Re: Refactor pg_rewind code and make it work against a standby - Mailing list pgsql-hackers

From Heikki Linnakangas
Subject Re: Refactor pg_rewind code and make it work against a standby
Date
Msg-id 4744063e-1a60-1b24-e1b7-7ace5e65f0d2@iki.fi
Whole thread Raw
In response to Re: Refactor pg_rewind code and make it work against a standby  (Soumyadeep Chakraborty <soumyadeep2007@gmail.com>)
Responses Re: Refactor pg_rewind code and make it work against a standby
List pgsql-hackers
On 20/09/2020 23:44, Soumyadeep Chakraborty wrote:
> Before getting into the code review for the patch, I wanted to know why
> we don't use a Bitmapset for target_modified_pages?

Bitmapset is not available in client code. Perhaps it could be moved to 
src/common with some changes, but doesn't seem worth it until there's 
more client code that would need it.

I'm not sure that a bitmap is the best data structure for tracking the 
changed blocks in the first place. A hash table might be better if there 
are only a few changed blocks, or something like 
src/backend/lib/integerset.c if there are many. But as long as the 
simple bitmap gets the job done, let's keep it simple.

> 2. Rename target_modified_pages to target_pages_to_overwrite?
> target_modified_pages can lead to confusion as to whether it includes pages
> that were modified on the target but not even present in the source and
> the other exclusionary cases. target_pages_to_overwrite is much clearer.

Agreed, I'll rename it.

Conceptually, while we're scanning source WAL, we're just making note of 
the modified blocks. The decision on what to do with them happens only 
later, in decide_file_action(). The difference is purely theoretical, 
though. There is no real decision to be made, all the modified blocks 
will be overwritten. So on the whole, I agree 'target_page_to_overwrite' 
is better.

>> /*
>>   * If this is a relation file, copy the modified blocks.
>>   *
>>   * This is in addition to any other changes.
>>   */
>> iter = datapagemap_iterate(&entry->target_modified_pages);
>> while (datapagemap_next(iter, &blkno))
>> {
>> offset = blkno * BLCKSZ;
>>
>> source->queue_fetch_range(source, entry->path, offset, BLCKSZ);
>> }
>> pg_free(iter);
> 
> Can we put this hunk into a static function overwrite_pages()?
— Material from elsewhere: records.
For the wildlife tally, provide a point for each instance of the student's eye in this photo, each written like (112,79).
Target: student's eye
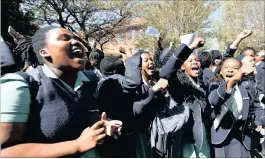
(65,37)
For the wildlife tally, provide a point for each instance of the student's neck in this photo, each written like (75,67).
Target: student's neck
(69,77)
(146,78)
(193,80)
(212,67)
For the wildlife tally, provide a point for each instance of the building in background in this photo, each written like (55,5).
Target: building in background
(126,34)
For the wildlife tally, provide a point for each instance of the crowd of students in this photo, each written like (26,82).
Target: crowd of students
(71,101)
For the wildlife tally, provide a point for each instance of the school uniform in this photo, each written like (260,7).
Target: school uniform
(260,78)
(116,95)
(231,127)
(207,75)
(8,64)
(54,112)
(194,136)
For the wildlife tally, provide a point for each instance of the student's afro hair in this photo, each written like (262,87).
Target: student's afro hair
(27,51)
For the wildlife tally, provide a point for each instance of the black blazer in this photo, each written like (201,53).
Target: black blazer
(260,77)
(219,97)
(196,100)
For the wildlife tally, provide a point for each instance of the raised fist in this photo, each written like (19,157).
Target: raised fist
(197,43)
(160,85)
(247,69)
(245,34)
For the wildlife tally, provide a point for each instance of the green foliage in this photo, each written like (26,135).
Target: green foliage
(240,15)
(11,14)
(175,18)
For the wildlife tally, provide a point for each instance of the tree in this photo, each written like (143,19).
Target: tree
(88,18)
(240,15)
(11,14)
(175,18)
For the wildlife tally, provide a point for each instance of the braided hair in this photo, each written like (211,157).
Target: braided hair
(206,59)
(27,50)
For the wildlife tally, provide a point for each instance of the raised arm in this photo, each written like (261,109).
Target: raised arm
(178,58)
(140,106)
(231,49)
(133,77)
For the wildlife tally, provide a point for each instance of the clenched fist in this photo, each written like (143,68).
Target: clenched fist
(197,43)
(90,137)
(160,85)
(245,33)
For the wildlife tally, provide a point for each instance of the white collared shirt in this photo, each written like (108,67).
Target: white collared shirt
(239,101)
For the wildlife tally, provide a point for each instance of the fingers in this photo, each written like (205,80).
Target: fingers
(115,123)
(104,116)
(99,131)
(97,125)
(100,137)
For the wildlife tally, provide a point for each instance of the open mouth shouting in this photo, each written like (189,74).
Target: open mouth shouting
(77,52)
(229,76)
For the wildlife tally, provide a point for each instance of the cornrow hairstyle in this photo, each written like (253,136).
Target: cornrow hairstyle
(27,51)
(248,48)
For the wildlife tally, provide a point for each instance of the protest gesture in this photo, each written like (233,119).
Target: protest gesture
(245,33)
(160,85)
(197,43)
(112,127)
(90,137)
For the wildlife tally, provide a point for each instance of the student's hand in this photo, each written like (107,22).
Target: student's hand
(112,127)
(160,85)
(90,137)
(247,69)
(258,128)
(197,43)
(245,33)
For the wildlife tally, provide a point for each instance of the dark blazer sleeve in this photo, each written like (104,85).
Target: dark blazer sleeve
(140,106)
(8,64)
(133,77)
(229,52)
(175,61)
(260,78)
(258,111)
(218,94)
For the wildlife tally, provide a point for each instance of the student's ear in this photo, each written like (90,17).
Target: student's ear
(44,52)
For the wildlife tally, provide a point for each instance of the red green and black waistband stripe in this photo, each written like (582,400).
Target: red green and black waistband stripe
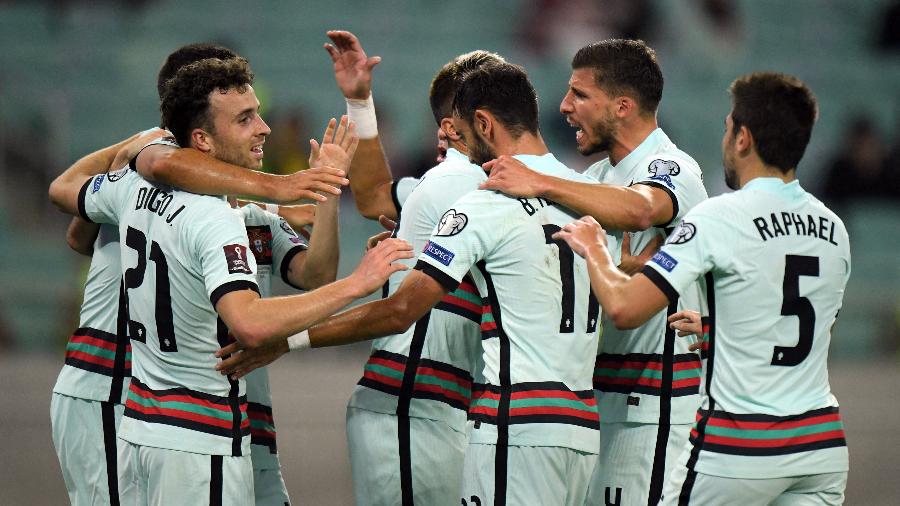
(262,426)
(95,351)
(538,402)
(488,324)
(434,380)
(464,301)
(186,408)
(764,435)
(643,373)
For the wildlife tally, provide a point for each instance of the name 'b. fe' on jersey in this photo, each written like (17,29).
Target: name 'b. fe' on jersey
(181,253)
(539,323)
(775,261)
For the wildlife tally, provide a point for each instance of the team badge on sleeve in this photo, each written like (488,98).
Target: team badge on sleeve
(236,257)
(664,170)
(438,253)
(452,223)
(97,182)
(682,234)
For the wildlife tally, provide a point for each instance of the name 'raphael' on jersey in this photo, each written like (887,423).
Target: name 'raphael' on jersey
(539,321)
(273,244)
(181,253)
(775,261)
(647,374)
(439,351)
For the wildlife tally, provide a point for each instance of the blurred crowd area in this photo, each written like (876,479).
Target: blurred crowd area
(76,76)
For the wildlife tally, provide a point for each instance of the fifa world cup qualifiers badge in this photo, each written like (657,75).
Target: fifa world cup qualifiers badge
(236,257)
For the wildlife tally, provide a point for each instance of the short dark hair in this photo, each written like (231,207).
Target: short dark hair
(779,110)
(188,54)
(505,91)
(624,67)
(445,83)
(185,102)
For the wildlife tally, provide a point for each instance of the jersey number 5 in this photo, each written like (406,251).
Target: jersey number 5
(795,305)
(134,277)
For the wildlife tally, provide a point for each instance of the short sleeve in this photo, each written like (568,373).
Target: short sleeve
(679,178)
(401,189)
(686,255)
(104,196)
(286,244)
(465,235)
(226,262)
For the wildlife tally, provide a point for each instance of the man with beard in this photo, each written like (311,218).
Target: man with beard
(768,429)
(533,414)
(646,381)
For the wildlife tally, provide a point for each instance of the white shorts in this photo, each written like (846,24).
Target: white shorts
(171,477)
(824,489)
(635,460)
(545,475)
(84,435)
(428,471)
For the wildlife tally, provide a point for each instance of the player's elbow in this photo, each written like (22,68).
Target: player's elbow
(623,317)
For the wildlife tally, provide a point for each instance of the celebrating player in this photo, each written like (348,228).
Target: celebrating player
(775,262)
(646,380)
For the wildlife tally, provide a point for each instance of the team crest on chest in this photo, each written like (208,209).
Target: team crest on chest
(452,223)
(682,234)
(664,170)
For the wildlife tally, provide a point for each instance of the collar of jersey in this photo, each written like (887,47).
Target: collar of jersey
(647,146)
(773,185)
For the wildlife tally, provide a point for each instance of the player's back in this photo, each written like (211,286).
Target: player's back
(780,261)
(539,324)
(181,252)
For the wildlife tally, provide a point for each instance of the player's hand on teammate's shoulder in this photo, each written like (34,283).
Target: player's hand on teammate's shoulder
(688,322)
(632,264)
(389,226)
(379,263)
(509,175)
(584,236)
(238,362)
(134,146)
(352,68)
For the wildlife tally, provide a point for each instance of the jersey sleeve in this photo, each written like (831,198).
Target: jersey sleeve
(286,244)
(679,178)
(465,234)
(104,196)
(226,262)
(687,254)
(401,189)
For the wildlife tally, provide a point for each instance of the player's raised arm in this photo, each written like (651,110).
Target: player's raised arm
(628,301)
(632,208)
(319,264)
(370,175)
(64,189)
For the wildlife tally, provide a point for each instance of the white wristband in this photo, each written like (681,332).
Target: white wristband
(299,341)
(362,113)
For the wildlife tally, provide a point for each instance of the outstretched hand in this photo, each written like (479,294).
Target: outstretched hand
(352,68)
(379,263)
(512,177)
(583,235)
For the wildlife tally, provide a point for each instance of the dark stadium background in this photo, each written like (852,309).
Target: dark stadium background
(76,76)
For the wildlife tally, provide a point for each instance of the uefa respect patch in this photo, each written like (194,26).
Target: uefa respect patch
(665,261)
(438,253)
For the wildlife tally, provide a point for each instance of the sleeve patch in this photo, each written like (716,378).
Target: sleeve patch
(236,258)
(438,253)
(664,171)
(97,182)
(683,233)
(665,261)
(452,223)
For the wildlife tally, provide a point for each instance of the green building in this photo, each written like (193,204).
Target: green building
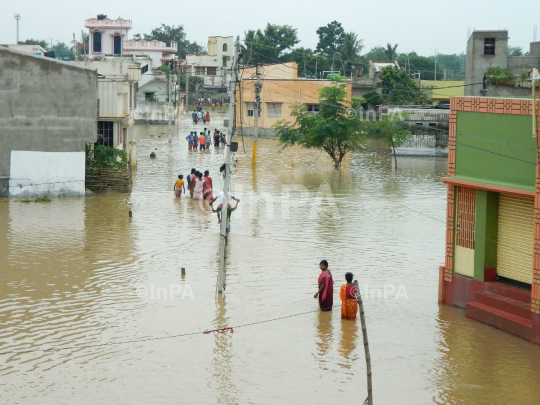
(492,264)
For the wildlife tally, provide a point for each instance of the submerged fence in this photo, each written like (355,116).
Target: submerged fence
(107,180)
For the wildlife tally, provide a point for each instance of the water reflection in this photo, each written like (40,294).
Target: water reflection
(224,375)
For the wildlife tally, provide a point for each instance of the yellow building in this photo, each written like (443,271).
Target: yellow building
(281,87)
(443,90)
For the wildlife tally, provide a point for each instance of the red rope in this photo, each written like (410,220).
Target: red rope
(223,330)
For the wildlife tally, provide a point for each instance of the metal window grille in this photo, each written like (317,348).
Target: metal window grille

Meh, it's only about 10 lines of code, and one caller.

> 4.
> 
>> * block that have changed in the target system.  It makes note of all the
>> * changed blocks in the pagemap of the file.
> 
> Can we replace the above with:
> 
>> * block that has changed in the target system.  It decides if the given
> blkno in the target relfile needs to be overwritten from the source.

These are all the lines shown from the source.